Le parti d’extrême droite Alternative pour l’Allemagne (AfD) creuse l’écart. Derrière lui, les conservateurs du chancelier Friedrich Merz, toujours très impopulaires sont de plus en plus distancés. Ce sont les derniers résultats de l’enquête allemande de l’institut « Infratest dimap » publiée jeudi par le groupe audiovisuel ARD.
Le parti d’Alice Weidel avait déjà obtenu un score historique de 20,8% aux dernières élections législatives de février 2025. Elle récupère cette fois 28% des intentions de vote, soit son meilleur résultat dans ce baromètre politique. Elle compte ainsi sept points d’avance – son plus large écart dans ce baromètre – sur le bloc conservateur CDU/CSU. Avec ses 21%, l’alliance des deux droites recule d’un point, se rapprochant de son pire score.
Un tiers favorable à une coopération avec l’extrême droite
Derrière, les scores restent à peu près stables. Les écologistes (15%) mènent légèrement à gauche devant les sociaux-démocrates (12%), alliés des conservateurs au sein du gouvernement, et la gauche radicale (11%). Tous les autres partis restent sous la barre des 5%.
« Infratest dimap » a interrogé 1 300 personnes ayant le droit de vote entre lundi et mercredi. La marge d’erreur est de deux à trois points de pourcentage. Deux autres sondages publiés mardi ont donné exactement les mêmes valeurs et la même avance pour l’extrême droite sur la droite.

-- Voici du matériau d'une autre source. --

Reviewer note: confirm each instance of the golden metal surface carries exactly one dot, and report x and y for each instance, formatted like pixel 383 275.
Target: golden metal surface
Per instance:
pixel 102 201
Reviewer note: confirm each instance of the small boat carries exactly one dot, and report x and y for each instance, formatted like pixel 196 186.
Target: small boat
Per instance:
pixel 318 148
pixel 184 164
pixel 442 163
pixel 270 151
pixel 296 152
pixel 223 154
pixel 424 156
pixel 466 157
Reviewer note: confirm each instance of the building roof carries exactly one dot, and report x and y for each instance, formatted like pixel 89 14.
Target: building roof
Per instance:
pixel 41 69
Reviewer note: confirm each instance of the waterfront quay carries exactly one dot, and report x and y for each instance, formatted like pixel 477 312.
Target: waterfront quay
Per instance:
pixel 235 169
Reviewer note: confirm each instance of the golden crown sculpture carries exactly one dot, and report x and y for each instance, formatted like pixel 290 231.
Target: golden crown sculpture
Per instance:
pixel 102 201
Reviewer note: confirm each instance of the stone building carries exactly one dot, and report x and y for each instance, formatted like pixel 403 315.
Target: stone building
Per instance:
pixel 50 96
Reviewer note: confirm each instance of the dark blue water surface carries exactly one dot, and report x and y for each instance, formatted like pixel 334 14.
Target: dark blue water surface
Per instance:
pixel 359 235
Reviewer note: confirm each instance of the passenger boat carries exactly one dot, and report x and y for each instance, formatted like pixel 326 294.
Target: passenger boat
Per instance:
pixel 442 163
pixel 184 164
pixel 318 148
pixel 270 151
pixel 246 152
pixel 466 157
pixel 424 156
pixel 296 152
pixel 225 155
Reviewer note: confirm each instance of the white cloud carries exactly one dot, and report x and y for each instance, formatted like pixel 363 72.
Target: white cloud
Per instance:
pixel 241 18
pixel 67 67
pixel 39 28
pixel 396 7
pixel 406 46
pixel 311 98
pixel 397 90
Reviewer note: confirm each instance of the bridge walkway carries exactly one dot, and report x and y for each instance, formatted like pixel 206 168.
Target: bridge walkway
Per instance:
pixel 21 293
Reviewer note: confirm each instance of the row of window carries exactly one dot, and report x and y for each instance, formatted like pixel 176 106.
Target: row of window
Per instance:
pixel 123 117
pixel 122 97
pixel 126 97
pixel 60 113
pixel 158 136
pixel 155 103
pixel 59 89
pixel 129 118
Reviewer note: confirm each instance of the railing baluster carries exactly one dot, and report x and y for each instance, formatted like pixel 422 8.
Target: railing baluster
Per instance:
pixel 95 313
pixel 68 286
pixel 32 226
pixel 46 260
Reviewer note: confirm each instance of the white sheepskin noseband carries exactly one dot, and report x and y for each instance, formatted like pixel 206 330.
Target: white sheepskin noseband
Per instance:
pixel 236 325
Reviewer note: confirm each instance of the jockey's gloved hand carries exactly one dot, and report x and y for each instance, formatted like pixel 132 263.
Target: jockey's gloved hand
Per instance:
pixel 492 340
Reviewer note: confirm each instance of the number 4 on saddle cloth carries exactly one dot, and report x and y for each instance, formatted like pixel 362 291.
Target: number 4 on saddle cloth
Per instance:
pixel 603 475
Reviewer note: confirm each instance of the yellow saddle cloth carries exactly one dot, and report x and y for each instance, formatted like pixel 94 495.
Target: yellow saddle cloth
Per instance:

L’avis concernant l’attitude à adopter vis-à-vis de l’AfD varie quant à elle. Un peu moins d’un tiers sont favorables à une coopération avec le parti, mais il s’agit majoritairement de sympathisants de l’AfD. Un peu plus d’un tiers estiment que la coopération devrait être décidée au cas par cas. Seuls 37 % rejettent catégoriquement toute coopération avec l’AfD.
Les sondages électoraux restent néanmoins toujours soumis à des incertitudes. « Entre autres, le déclin de l’affiliation politique et la tendance croissante des décisions de vote à court terme compliquent la tâche des instituts de sondage pour pondérer les données recueillies. Fondamentalement, les sondages ne reflètent que l’opinion publique au moment de l’enquête et ne constituent pas des prédictions des résultats électoraux potentiels. », rappelle le quotidien allemand Der Spiegel.
Les scrutins régionaux s’approchent
Ces tendances se renforcent à un mois de trois scrutins régionaux dans la partie orientale du pays, bastion électoral de l’AfD, où celle-ci espère diriger un Land pour la première fois, en Saxe-Anhalt, et ce malgré le « cordon sanitaire » décrété par les autres partis à son encontre.
Friedrich Merz, à l’impopularité record après quinze mois au pouvoir, ne satisfait que 14% des sondés, soit un point de plus que le mois précédent, pour 84% d’insatisfaits. La satisfaction générale à l’égard du gouvernement reste au plus bas, à 13%.
Le remaniement gouvernemental décidé fin juillet par le chancelier, dans la foulée de la démission du chef de son groupe parlementaire, Jens Spahn, emporté par une controverse sur la gestation pour autrui, a engendré une grogne au sein de son propre parti, mécontent du limogeage du ministre des Transports. Le chef des conservateurs a promis une meilleure communication sur la forme, et sur le fond, « une nouvelle impulsion » et « une nouvelle dynamique ».